OXA-48 Dominance Meets Ceftazidime-Avibactam: A Battle Against Life-Threatening Carbapenem-Resistant Klebsiella pneumoniae Infections in the Intensive Care Unit.

Objective In this study, we aimed to describe the outcomes in ICU patients with bloodstream infection (BSI) or ventilatory-associated pneumonia (VAP) due to carbapenem-resistant (CRKP) who received ceftazidime-avibactam treatment at a tertiary care university hospital. Methods Patients aged 18 years or older who were admitted to the Anesthesiology and Reanimation ICU at Bursa Uludag University Faculty of Medicine Hospital between June 13, 2021, and July 16, 2023, and diagnosed with BSI or VAP due to CRKP were included in this study.

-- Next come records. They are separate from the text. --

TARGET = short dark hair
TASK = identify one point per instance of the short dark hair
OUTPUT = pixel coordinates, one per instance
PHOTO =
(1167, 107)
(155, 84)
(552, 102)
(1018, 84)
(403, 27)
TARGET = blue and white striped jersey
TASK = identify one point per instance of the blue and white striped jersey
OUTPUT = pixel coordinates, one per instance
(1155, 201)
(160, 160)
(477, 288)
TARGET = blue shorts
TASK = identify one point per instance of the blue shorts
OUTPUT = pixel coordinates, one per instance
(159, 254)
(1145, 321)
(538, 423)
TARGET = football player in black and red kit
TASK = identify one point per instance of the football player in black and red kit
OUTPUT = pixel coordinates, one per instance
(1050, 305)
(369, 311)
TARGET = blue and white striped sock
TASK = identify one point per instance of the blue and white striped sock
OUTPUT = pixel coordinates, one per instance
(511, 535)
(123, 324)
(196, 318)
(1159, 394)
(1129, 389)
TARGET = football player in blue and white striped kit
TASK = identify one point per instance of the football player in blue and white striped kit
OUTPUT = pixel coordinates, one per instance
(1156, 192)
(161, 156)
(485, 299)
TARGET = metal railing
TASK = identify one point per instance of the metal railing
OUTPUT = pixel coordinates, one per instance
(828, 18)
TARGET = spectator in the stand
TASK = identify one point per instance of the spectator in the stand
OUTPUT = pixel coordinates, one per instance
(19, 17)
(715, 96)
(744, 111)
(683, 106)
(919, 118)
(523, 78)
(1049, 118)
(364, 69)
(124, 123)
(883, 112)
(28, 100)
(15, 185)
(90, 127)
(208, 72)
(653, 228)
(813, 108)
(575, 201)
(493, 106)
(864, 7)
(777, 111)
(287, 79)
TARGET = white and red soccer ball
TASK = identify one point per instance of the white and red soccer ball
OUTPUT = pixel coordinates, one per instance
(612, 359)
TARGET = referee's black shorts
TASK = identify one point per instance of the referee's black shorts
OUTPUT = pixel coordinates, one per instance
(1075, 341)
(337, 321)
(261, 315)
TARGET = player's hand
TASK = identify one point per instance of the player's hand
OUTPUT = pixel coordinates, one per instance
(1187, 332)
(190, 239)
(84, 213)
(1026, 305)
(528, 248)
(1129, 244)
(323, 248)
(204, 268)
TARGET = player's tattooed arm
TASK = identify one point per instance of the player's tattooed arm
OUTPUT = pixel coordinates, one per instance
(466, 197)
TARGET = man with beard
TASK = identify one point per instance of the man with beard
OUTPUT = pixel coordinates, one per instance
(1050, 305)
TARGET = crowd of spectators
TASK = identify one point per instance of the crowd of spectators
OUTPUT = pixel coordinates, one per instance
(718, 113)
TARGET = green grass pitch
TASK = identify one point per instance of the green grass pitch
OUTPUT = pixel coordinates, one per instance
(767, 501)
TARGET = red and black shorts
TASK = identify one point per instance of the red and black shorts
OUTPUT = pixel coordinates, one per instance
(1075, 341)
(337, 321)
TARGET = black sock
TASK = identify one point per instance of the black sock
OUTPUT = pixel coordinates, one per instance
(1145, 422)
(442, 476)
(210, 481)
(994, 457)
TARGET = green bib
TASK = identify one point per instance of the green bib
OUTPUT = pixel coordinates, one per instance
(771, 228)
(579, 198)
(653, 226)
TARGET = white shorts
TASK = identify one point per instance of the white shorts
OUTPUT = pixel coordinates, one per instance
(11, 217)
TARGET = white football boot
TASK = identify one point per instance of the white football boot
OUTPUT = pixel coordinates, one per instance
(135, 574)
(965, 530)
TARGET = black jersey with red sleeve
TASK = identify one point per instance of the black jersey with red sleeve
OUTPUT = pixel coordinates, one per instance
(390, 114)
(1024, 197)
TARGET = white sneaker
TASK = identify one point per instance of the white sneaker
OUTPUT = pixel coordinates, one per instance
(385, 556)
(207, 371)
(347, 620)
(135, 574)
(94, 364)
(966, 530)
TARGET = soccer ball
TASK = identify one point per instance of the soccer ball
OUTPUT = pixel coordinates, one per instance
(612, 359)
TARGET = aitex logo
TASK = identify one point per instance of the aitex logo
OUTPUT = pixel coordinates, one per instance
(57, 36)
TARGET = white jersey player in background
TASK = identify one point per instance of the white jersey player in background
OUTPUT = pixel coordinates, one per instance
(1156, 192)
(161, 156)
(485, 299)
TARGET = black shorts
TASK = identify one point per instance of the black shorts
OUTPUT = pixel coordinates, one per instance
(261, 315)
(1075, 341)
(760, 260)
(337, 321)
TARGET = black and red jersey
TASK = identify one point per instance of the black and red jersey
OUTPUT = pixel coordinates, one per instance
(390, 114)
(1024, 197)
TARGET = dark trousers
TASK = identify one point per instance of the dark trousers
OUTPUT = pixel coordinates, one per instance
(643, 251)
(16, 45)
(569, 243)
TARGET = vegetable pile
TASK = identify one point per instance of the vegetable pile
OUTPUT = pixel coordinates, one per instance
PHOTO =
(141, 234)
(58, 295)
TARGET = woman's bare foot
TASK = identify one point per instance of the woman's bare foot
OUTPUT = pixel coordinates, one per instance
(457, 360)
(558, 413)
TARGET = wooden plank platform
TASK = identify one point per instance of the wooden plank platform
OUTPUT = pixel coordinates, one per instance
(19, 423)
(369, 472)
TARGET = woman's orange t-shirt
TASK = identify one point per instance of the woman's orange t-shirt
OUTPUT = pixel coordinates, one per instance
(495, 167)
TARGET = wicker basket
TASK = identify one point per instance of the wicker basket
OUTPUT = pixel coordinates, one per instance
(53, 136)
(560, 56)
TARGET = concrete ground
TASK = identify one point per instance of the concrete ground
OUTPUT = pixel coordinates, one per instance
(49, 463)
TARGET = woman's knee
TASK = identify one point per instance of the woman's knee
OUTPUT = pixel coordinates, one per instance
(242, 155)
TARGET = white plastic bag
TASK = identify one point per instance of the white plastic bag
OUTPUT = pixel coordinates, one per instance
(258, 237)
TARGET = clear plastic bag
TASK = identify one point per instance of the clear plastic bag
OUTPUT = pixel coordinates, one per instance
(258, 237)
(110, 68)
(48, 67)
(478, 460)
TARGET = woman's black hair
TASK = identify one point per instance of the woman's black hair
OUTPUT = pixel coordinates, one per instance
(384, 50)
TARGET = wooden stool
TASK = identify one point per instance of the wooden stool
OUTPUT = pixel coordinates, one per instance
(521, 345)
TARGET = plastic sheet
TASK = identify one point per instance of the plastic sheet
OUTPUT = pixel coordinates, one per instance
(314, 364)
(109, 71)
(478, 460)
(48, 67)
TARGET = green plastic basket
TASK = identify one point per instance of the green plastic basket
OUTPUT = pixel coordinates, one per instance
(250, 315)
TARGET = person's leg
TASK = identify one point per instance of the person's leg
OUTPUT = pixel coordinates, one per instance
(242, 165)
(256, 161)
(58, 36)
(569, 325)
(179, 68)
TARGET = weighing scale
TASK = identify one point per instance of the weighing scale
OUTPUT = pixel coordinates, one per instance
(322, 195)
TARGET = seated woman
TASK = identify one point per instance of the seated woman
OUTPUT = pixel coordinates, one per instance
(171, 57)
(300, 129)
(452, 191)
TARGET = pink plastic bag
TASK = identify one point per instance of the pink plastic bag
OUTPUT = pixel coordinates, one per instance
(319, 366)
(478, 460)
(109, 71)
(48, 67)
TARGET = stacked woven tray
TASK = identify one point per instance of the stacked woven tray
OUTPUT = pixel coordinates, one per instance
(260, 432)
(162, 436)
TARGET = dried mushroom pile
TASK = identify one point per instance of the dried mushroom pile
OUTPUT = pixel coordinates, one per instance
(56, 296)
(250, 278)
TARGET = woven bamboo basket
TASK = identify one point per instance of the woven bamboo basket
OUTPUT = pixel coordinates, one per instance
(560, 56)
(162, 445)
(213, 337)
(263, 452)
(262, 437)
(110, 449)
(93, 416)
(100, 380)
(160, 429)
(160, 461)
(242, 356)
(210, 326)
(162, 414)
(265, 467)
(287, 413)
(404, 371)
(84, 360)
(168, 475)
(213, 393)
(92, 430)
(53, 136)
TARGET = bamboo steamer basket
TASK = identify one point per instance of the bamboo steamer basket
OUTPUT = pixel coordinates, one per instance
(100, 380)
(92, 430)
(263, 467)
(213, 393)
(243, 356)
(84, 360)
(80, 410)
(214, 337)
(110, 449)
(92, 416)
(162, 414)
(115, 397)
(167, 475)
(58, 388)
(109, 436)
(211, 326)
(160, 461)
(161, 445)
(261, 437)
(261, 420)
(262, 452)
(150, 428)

Results A total of 42 patients treated with ceftazidime-avibactam were included. Total crude mortality rates were 33.3% on day 14 and 54.8% on day 30. Mortality rates on the 14th and 30th days were 37.5% and 62.5% in patients with BSI and 27.8% and 44.4% in patients with VAP, respectively. There was no statistically significant difference between monotherapy and combination therapy in terms of mortality rates on days 14 and 30, respectively (3/11 vs. 11/31, p=0.620; 5/11 vs. 18/31, p=0.470). Immunosuppression (10/11 vs. 13/31, p=0.005), the Sequential Organ Failure Assessment (SOFA) score ≥8 (at the initiation of treatment; 19/25 vs. 4/17, p<0.001), INCREMENT-CPE score ≥10 (12/16 vs. 3/10, p=0.024) and longer duration (in days) from culture collection to treatment initiation (5.0 ± 0.61 vs. 3.11 ± 0.48, p=0.024) were found to have a statistically significant effect on 30-day mortality. In multivariate analysis, a SOFA score ≥8 at the initiation of treatment (p=0.037, OR: 17.442, 95% CI: 1.187-256.280) was found to be a significant risk factor affecting mortality (30-day). Conclusion The mortality rates of patients with CRKP infection who were followed up in the ICU were found to be high, and it was observed that whether ceftazidime-avibactam treatment was given as a combination or monotherapy did not affect mortality. Further multicentre studies with a larger number of patients are needed to gain a comprehensive understanding of the topic, given that this treatment is typically reserved for documented infections.